What does volunteering mean - at least to me?
by Dan Polyack, Volunteer
Funny thing that I fell right into this one like a turnip off of a truck…as Rafa tricked me by compliment into writing an essay for SAR, “Dan, you write so well. I loved your write-up about Whiskey (my foster dog, not the drink).”
“Really?” I replied as I pondered all the grammatical errors, etc. However, my ego got the best of me, “Oh, thank you, Rafa, my pleasure.”
“Dan, you should write something else to put on the website. Maybe something about your experience about fostering or volunteering,” she continued as she pulled from her purse that tin box we all know so well. She craftily hand rolled that cigarette quicker than she could ask, “Is that something you wouldn’t mind doing?” Click of a lighter, puff, puff…“It would be so wonderful, Dan.”…cloud of smoke.
An expletive and a quick Homer Simpson “Doh!” raced through my mind at the thought of being so gullible. Then I just had to laugh at the next thought that occurred to me “….aaaah, the French and their cigarettes...a marriage that will never end in divorce…”
The next morning I started to think about this little project. I thought to myself, why did Rafa ask me to write about volunteering?

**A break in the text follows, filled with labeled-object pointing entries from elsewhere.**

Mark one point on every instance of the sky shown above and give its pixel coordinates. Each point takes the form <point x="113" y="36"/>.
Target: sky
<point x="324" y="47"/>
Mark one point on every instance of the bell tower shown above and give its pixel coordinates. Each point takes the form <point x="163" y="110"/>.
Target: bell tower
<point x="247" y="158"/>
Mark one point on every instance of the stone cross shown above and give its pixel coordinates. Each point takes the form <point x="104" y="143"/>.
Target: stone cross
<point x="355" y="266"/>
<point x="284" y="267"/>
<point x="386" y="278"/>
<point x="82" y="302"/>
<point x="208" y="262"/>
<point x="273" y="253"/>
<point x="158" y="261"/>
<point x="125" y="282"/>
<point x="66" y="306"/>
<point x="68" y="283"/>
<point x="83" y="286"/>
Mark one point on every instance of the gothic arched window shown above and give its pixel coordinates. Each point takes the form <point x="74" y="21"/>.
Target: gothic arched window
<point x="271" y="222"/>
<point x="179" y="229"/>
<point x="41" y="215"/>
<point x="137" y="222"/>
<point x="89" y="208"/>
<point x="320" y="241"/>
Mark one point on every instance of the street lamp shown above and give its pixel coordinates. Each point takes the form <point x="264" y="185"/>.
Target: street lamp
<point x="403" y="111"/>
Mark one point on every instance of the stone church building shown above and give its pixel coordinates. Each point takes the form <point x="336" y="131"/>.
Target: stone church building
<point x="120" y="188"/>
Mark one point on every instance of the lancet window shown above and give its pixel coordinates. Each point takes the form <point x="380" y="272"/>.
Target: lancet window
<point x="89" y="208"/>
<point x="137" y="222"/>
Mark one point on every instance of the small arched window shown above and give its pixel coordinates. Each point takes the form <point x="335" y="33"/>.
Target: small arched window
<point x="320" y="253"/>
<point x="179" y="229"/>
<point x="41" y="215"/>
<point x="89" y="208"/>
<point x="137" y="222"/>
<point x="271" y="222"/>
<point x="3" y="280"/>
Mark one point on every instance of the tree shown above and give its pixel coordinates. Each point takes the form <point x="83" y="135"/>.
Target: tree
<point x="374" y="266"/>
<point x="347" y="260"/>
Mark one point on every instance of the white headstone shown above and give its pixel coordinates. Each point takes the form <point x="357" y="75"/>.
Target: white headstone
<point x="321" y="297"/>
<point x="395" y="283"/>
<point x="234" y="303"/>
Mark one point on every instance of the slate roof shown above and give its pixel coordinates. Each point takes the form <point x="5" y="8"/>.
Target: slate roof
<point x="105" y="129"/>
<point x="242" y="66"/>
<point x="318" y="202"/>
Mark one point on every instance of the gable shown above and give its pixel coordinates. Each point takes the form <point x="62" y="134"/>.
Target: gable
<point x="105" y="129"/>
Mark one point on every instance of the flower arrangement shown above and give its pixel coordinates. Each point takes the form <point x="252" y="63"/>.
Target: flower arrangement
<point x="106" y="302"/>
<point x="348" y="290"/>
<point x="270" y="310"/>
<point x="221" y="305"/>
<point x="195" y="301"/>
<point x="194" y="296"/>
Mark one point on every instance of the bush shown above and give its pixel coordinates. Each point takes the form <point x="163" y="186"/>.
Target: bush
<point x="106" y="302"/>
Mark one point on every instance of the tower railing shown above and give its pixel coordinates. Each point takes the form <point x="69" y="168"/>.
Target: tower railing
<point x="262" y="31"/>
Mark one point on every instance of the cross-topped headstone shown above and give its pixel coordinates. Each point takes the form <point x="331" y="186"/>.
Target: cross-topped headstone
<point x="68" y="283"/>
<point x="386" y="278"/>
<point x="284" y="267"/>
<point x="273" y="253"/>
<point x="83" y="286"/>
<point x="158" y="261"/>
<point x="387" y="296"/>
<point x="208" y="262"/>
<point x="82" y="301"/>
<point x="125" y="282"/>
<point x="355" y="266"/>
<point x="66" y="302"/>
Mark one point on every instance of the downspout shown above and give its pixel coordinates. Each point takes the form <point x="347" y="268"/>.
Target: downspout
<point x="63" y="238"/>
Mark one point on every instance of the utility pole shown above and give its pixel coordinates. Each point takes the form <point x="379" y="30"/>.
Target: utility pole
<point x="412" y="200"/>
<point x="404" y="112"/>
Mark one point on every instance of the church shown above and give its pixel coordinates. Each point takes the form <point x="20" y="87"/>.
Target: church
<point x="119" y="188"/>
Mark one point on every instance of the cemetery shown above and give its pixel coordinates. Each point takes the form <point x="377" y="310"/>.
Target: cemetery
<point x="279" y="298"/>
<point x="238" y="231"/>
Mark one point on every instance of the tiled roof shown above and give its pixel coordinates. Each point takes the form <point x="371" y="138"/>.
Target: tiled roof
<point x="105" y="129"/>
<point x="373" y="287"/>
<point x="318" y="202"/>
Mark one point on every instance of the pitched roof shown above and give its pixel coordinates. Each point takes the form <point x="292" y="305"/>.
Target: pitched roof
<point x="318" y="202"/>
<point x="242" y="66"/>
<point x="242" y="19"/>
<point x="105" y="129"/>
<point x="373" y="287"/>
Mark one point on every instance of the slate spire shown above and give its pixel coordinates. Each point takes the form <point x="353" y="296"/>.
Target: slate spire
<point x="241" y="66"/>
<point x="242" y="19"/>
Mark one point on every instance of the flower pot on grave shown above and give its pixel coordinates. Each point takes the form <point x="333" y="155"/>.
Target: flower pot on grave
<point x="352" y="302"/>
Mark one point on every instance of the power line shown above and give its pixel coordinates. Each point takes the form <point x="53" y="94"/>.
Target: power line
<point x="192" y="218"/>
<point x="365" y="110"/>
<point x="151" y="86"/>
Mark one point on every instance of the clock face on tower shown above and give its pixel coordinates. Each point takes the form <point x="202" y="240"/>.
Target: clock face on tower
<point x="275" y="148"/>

How does she know that I have done volunteer work in the past in youth activities for around 20 years; we’ve never spoken about it…Then I thought about all that experience, what volunteering means to me. The two words that came up were surrender and reward. Surrender? Yes, surrender. Then I told myself, “Oh, the folks at SAR will think I’m nuts. I better google ‘volunteer’.”
‘Define volunteer,’ I ask the great and almighty Google. Result – a person that performs voluntary work. ‘Define voluntary work,’ I ponder. The enigmatic result – work done voluntarily. ‘Define voluntarily,’ I posit next. Result – in a voluntary manner.
“Oh, your F*n kidding me, right?” I decide to go back to my two word definition – surrender and reward.
Why surrender? Well, for me, when I volunteer I have to surrender to the process. I can no longer be in control. I need to let my altruistic tendencies take over. I need to be selfless. During the process I put the object of my volunteering as a priority over my own desires. I surrender myself fully and embrace the experience. Usually, the surrender comes relatively easy to me. I let my desire to be altruistic exceed my own ego.
…and then comes the reward. Oh, it can be so very great! Even when the reward seems insignificant, it can be so very great. And some of the best rewards are the ones kept secret, that bring a smile to your face when the memory fleetingly crosses your mind all those years later. The memory of the joy you have given to someone in that one brief moment will be the reward that keeps bringing joy back to you and puts a smile on your face.
In the same spirit of the Native American tradition of the “give –away”, give away yourself, volunteer. If you surrender fully, you will be rewarded in smiles and ‘thank you’s.
To all the folks at SAR that never gave up on Whiskey (the dog, not quite sure about the Jack Daniel’s), “Thank you!”….and should you be talking with Rafa sometime in the future and you hear her use the word “asinine”, feel free to blame me.
I was telling her a story about my neighbors, and the word asinine kept coming up.
“Dan, is that really a word?” Rafa asks so seriously, a wisp of smoke escaping her lips. Her eyes become more intense as she looks at me through the lenses of her rhinestone studded, black framed glasses.
“Yes,” I reply. And then a strange thing happens, I think for some reason that perhaps I am not sitting on my patio telling stories, but in a café on the Champs Elysees. I wonder, ‘Does this happen to anyone else when they’re with Rafa?’
“What does it mean?” An eyebrow rises in sequence with a plume of that thick tobacco smoke.
“That you are being stupid, more or less, or…quite frankly, an ass.” I inform her.
“Oh, I love it! That’s a good one!” She chuckles. “I should write it down. How do you spell that?”
In the best tradition, and to fully capture the intended meaning of the word, I tell her, “Ass-o-nine.”